Dalam perkembangannya kita melihat implementasinya melalui system pendidikan pesantren atau pendidikan asrama/Sistem Pendidikan Paguruan. Sistem paguruan atau pawiyatan yang digagas beliau, mewujudkan rumah guru atau pamong sebagai daerah yang dikunjungi anak didik. Anak didik itulah yang dititipkan orang tuanya supaya memperoleh pendidikan lanjutan yang terarah, terprogram, terkonsep, untuk jenjang kedewasaan yang lebih baik. Sistem paguron ini mempunyai perbedaan dengan sistem sekolah. Pada sistem paguruan, guru dan anak didik berada pada lokasi yang sama dalam kehidupan sehari-hari, baik dikala di sekolah maupun ketika melaksanakan interaksi setiap harinya, siang, pagi, malam dan berlangsung berbulan bulan. 

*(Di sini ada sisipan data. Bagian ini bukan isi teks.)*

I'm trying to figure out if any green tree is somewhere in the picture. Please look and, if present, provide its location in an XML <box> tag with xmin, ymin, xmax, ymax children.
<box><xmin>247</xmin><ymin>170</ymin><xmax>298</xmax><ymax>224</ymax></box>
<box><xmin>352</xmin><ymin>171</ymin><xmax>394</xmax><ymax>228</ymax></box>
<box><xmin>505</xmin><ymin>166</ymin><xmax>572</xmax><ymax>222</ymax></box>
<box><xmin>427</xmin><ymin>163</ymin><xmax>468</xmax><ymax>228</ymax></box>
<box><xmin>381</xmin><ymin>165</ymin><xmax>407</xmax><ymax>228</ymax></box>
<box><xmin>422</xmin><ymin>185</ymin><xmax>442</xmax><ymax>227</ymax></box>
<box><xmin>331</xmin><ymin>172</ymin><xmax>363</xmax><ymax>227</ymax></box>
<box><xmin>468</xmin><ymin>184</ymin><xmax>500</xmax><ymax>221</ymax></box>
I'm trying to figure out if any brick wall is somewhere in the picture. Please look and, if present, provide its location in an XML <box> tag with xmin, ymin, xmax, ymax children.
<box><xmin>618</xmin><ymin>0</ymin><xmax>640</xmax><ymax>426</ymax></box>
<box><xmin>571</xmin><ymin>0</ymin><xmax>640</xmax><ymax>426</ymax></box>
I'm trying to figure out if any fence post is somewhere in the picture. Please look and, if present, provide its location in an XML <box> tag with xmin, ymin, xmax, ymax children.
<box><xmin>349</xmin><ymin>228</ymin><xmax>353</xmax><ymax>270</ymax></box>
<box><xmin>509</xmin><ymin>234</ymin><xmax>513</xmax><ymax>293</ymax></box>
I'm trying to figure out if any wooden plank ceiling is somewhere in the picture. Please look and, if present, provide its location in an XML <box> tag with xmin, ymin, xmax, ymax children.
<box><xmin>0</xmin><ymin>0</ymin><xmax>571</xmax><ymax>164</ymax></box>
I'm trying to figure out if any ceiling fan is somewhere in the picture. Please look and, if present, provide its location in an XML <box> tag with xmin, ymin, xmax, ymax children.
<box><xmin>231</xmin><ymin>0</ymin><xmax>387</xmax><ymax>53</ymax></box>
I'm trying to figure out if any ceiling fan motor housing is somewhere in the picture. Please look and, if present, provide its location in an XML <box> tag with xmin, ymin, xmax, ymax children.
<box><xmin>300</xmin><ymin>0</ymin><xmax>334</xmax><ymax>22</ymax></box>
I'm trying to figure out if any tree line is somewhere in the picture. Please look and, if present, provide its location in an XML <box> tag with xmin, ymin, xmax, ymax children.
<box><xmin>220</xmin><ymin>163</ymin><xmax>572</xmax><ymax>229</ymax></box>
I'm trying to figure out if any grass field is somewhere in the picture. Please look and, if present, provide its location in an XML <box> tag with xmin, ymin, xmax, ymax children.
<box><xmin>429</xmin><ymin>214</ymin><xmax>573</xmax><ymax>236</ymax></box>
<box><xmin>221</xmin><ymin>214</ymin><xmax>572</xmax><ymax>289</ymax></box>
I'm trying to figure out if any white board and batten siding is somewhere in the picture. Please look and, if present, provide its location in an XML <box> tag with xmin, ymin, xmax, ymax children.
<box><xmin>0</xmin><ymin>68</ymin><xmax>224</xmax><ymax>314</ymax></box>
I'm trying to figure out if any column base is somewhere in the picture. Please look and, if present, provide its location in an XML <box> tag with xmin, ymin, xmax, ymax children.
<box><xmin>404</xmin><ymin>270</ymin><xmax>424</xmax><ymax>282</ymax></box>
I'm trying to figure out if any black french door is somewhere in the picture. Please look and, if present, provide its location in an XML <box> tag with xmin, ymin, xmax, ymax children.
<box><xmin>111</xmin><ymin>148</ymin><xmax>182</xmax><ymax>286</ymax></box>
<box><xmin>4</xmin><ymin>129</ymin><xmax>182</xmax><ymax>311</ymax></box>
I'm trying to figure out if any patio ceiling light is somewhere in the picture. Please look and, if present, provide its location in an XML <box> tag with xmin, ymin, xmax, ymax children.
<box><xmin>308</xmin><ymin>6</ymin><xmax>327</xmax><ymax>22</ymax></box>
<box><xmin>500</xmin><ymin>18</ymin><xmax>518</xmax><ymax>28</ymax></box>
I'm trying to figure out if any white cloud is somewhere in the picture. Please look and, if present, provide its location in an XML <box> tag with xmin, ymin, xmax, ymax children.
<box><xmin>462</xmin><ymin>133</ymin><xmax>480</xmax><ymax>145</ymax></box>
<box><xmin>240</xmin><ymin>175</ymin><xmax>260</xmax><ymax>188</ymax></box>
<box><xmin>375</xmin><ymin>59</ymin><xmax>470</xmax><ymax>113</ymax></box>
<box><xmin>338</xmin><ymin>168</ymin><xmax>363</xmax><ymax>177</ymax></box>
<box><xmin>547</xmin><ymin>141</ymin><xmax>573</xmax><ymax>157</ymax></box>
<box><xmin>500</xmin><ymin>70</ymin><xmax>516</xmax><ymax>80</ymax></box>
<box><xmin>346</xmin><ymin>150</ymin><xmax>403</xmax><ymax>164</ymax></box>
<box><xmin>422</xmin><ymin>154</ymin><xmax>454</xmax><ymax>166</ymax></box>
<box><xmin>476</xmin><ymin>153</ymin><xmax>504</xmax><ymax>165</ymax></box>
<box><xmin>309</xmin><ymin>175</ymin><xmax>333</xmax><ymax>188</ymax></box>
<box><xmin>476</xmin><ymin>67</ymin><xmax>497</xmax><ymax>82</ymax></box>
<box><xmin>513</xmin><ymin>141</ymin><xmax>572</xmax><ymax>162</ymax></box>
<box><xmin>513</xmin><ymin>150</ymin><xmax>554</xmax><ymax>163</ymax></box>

Sedangkan pada sistem sekolah, guru dan anak didik sama-sama tiba ke daerah pendidikan dalam waktu kurun tertentu, kemudian kembali ke daerah mereka masing-masing. Sehingga sistem sekolah sifatnya hanya sesaat. Efek paguruan lebih baik, lantaran antara guru dan anak didik terjadi transformasi kehidupan yang menyentuh, integral, dan sangat efektif. Di dalam paguron dibutuhkan para pendidik yang selain memahami ilmu pengetahuan juga mempunyai kepribadian, baik tingkah lakunya, tutur katanya, sehingga menjadi cermin dan panutan. Dengan demikian, anak didik akan mewarisi nilai-nilai kepribadian sang guru.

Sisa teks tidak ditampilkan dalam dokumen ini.